Early spring surgery….

Eucomis comosa ‘Sparkling Rosy’, Ist year flowering, Tostat, July 2017

I say this every year, Eucomis comosa bulbs are really worth the price, and give you colour and then flower for almost 6 months before gradually withering away till the next year. They do want some sun, and some water, but preferably a dryish winter. They don’t have to be lifted, providing you give them some protection in periods of hard frost, and you can plant them in a pot and leave them. They do all the heavy lifting themselves.

But….they do gradually reproduce, which is a big tick, and at some point, some surgery will be needed. As you can see, two years and even three years in, all is well and they simply look lush and magnificent. For me, the foliage is the star, a bright crimson for about 3 months and then fading to dark greeny-purple by the time the flowers spikes erupt.
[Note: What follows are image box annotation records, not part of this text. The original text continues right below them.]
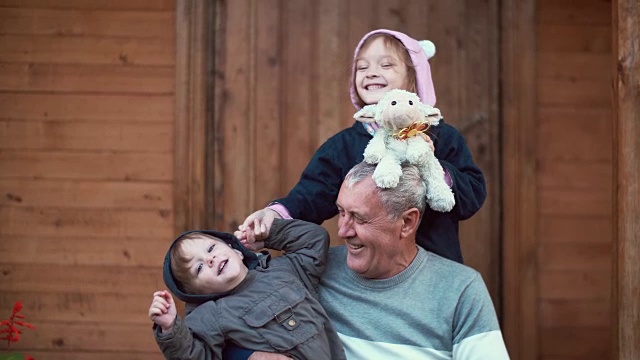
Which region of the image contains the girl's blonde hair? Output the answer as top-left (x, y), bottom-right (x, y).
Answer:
top-left (351, 33), bottom-right (418, 108)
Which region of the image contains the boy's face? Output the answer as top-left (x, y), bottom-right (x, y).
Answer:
top-left (355, 37), bottom-right (409, 105)
top-left (181, 236), bottom-right (249, 294)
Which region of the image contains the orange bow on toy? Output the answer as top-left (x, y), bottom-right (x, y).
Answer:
top-left (393, 121), bottom-right (431, 140)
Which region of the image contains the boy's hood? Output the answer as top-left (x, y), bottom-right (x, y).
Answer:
top-left (349, 29), bottom-right (436, 110)
top-left (162, 230), bottom-right (259, 303)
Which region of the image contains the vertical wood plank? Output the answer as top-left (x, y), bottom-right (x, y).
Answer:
top-left (612, 0), bottom-right (640, 360)
top-left (213, 0), bottom-right (255, 231)
top-left (174, 0), bottom-right (210, 233)
top-left (457, 0), bottom-right (501, 316)
top-left (252, 0), bottom-right (283, 208)
top-left (282, 0), bottom-right (319, 192)
top-left (502, 0), bottom-right (538, 360)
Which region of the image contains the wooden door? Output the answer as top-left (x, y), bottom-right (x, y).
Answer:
top-left (205, 0), bottom-right (500, 308)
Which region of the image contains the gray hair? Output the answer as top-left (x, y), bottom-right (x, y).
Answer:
top-left (344, 161), bottom-right (427, 220)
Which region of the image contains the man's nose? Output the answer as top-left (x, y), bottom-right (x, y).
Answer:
top-left (338, 218), bottom-right (356, 239)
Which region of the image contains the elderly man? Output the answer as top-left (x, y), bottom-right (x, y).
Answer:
top-left (320, 163), bottom-right (509, 360)
top-left (229, 163), bottom-right (509, 360)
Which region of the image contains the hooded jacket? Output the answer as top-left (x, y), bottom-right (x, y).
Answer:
top-left (275, 29), bottom-right (487, 263)
top-left (154, 219), bottom-right (345, 360)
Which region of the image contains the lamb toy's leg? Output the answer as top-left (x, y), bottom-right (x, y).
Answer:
top-left (364, 130), bottom-right (386, 164)
top-left (407, 136), bottom-right (431, 165)
top-left (421, 152), bottom-right (456, 212)
top-left (372, 152), bottom-right (402, 189)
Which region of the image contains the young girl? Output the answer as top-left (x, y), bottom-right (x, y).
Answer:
top-left (235, 29), bottom-right (486, 263)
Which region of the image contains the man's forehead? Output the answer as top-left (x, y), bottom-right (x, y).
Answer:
top-left (337, 176), bottom-right (378, 208)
Eucomis ‘Sparkling Rosy’, 2 years later, Tostat, July 2017

So, last year I knew I had missed the surgery boat. They looked fine in the Spring, brilliant points of colour in the back Barn Garden in half sun and some afternoon shade. But by the end of the summer, total collapse had set in and everything had to be propped up till flowering finished. It is also possible that they were getting a bit more rainfall then we had in Tostat, but the likeliest culprit was overcrowding.

Eucomis ‘Sparkling Rosy’, new growth in the Barn Garden, Oloron Sainte Marie, April 2021
Eucomis ‘Sparkling Rosy’, fighting for space, Oloron Sainte Marie, June 2021

So today was the day for the scheduled operation. This is one massive pot, and I only have one partially working shoulder at the moment, so I was being super careful. There was a really good youtube video which I watched, just to confirm that my idea of butchery would be appropriate, thank you so much to Potted Jewels for the video, and I started. The good news was that with a little loosening around the edges, and tipping the pot towards the ground, the giant ‘nest’ came out easily. But it was clear that what had been 3 bulbs in 2017 was now at least a dozen, all pushing and shoving for space. Pulling some of the spent compost away, and, inevitably, a bit of root, I was astonished to find a veritable wormery inside the pot as loads of worms struggled to the surface. So, I decided to spread the spent compost complete with the magnificent worm collection all over the border, why not? Free soil turning and generally a good thing.

Eucomis ‘nest’, Oloron Sainte Marie, March 2022

So, the trusty saw then dealt with the separation of the bulbs. I did try pulling as per the video, but these bulbs clung on determinedly, so the saw just went where it made sense to make divisions.

Weapon of choice and 12 refreshed Eucomis bulbs, Oloron Sainte Marie, March 2022

And there it was, 12 from 3 and, whilst this year, I may have left it a little late to do this, I am hopeful that all will be well very soon. I know that they need space, but this pot is big, so 4 went back in, with fresh compost and handfuls of aquarium grit to loosen the mixture up. Grit as understood by Gardeners World viewers doesn’t really exist in France, so I have also used builders sand, which works fine.

It’s a great return on investment, the Eucomis bulb, and I now have my original big pot (4), plus two biggish pots (3 each) and a smaller pot with 2 and I have the luxury of spreading the glorious colour around the garden. I find that they are fine, kept dryish, even down to a fortnight of -10C two years in a row, and left where they are. Just watch out for too much water in the summer, as they are not big drinkers.